Соня вынула руку — на ладони лежали сверкающие камешки. Она зачерпнула горсть и снова посмотрела. У нее не было никаких сомнений: на ладони переливались великолепные, чистые бриллианты.

Голубые, желтые, розовые, один даже почти красный, большие и маленькие, круглые, овальные, четырехугольные, они сверкали на солнце таким ослепительным блеском, что на них больно было смотреть.

— Вот оно, исчезнувшее наследство! — сказала Соня, обращаясь к дочери. — Ты только посмотри, сколько бриллиантов! Тысячи миллиардов твоего деда нашлись, они в этих фантастических камнях! Девочка моя, тебе больше не о чем беспокоиться, в этом мешочке — огромное сокровище, и оно принадлежит тебе, тебе одной.

Мария Карлотта все так же молчала, и Соня заплакала. Она только сейчас поняла, что дочь умерла. Умерла действительно, на самом деле, по-настоящему. Одиночество обступило ее со всех сторон, ей стало нечем дышать. Камни, стоившие тысячи миллиардов, не представляли больше никакой ценности. Они были мертвы. Мертвы, как Мария Карлотта.

 

ГЛАВА 2

 

Гроб с причала опустили в гондолу. На крышку положили венок из белых роз. Потом в лодку спустились Соня и Пьетро. Окаменев от горя, Соня утром покорно дала Силии надеть на себя черное кашемировое пальто, повязать голову шелковой косынкой в черно-белую клетку. Казалось, она выплакала все слезы: ее красные распухшие глаза были сухи. Сидящий рядом с ней Пьетро и не пытался сдержать слезы. Они текли по его неподвижному лицу из-под темных стекол солнечных очков. Мария Карлотта была на двадцать лет моложе своего сводного брата, и тот относился к ней скорее как к дочери. Ее смерть потрясла его. Он вспомнил последний звонок сестры и винил себя в том, что не услышал в ее полушутливом тоне мольбы о помощи. Если бы он не был в ту ночь так пьян и выбит из колеи, все могло быть иначе, сестренка осталась бы жива. Но, похоже, в их семье никто по-настоящему не понимал Марию Карлотту, никто не замечал, как она ранима и беззащитна. Да и сам он, весь в личных неудачах последних дней, занятый своим «Милым другом», бросил Марию Карлотту на произвол судьбы, предоставив ей самостоятельно решать трудные проблемы. Вот она и решила их. Решила все разом, заплатив самую дорогую цену, какую только можно было заплатить. Пьетро отдал бы все, чтобы вернуть время вспять, к началу того телефонного разговора. Если бы такое случилось, он сказал бы своей маленькой сестренке: «Сиди, где сидишь. Не двигайся. Жди. Я лечу к тебе. Беременна ты или нет — не имеет сейчас значения. Я приеду, и мы во всем разберемся».

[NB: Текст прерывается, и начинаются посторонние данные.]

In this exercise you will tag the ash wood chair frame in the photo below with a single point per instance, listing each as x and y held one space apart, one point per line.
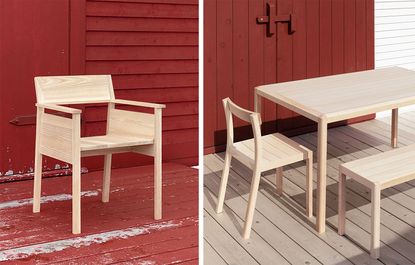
340 97
376 172
261 153
60 137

— Она звонила мне перед тем, как сделать это, — признался он Соне. — Я был здорово пьян и мало что понял из ее слов.

— А меня дома не было, я ходила в парикмахерскую, — тихо ответила Соня. — Я знаю, она хотела со мной поговорить. Хотя, если бы ты не был в тот вечер пьян или я не пошла бы в парикмахерскую, что бы это изменило? Ей никто уже не мог помочь, так что не кори себя. Смерть отметила ее еще в детстве, теперь я это точно знаю. — И Соня крепко сжала пасынку руку. В эту минуту он напомнил ей покойного мужа Антонио.

Гондола бесшумно плыла по темной маслянистой воде, а за ней длинной вереницей тянулись катера. Скорбная траурная процессия передвинулась по Канале Гранде, точно скользящая тень по веселому, безмятежному лику. Люди останавливались, провожая глазами похоронный кортеж.

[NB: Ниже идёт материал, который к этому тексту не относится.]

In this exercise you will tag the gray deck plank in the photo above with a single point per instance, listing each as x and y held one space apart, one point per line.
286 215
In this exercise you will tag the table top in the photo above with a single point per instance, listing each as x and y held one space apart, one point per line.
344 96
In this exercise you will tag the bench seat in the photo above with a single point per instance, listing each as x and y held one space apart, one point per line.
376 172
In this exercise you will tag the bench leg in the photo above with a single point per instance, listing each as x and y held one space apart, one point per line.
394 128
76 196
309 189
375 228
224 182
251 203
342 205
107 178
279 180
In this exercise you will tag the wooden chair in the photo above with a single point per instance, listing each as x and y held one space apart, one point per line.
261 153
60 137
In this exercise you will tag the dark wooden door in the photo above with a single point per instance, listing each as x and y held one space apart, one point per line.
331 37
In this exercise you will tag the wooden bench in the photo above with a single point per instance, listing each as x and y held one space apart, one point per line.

На пьяццале Рома гроб с телом Марии Карлотты должны были переставить в катафалк и везти дальше, в Милан, в семейную усыпальницу Ровести, которая находилась на Монументальном кладбище.

Не замечая направленных на нее телекамер и вспышек фотоаппаратов, Соня стояла у похоронной машины и следила невидящими глазами за тем, как устанавливают гроб. К ней подходили знакомые и близкие, говорили какие-то слова, целовали, пожимали руку.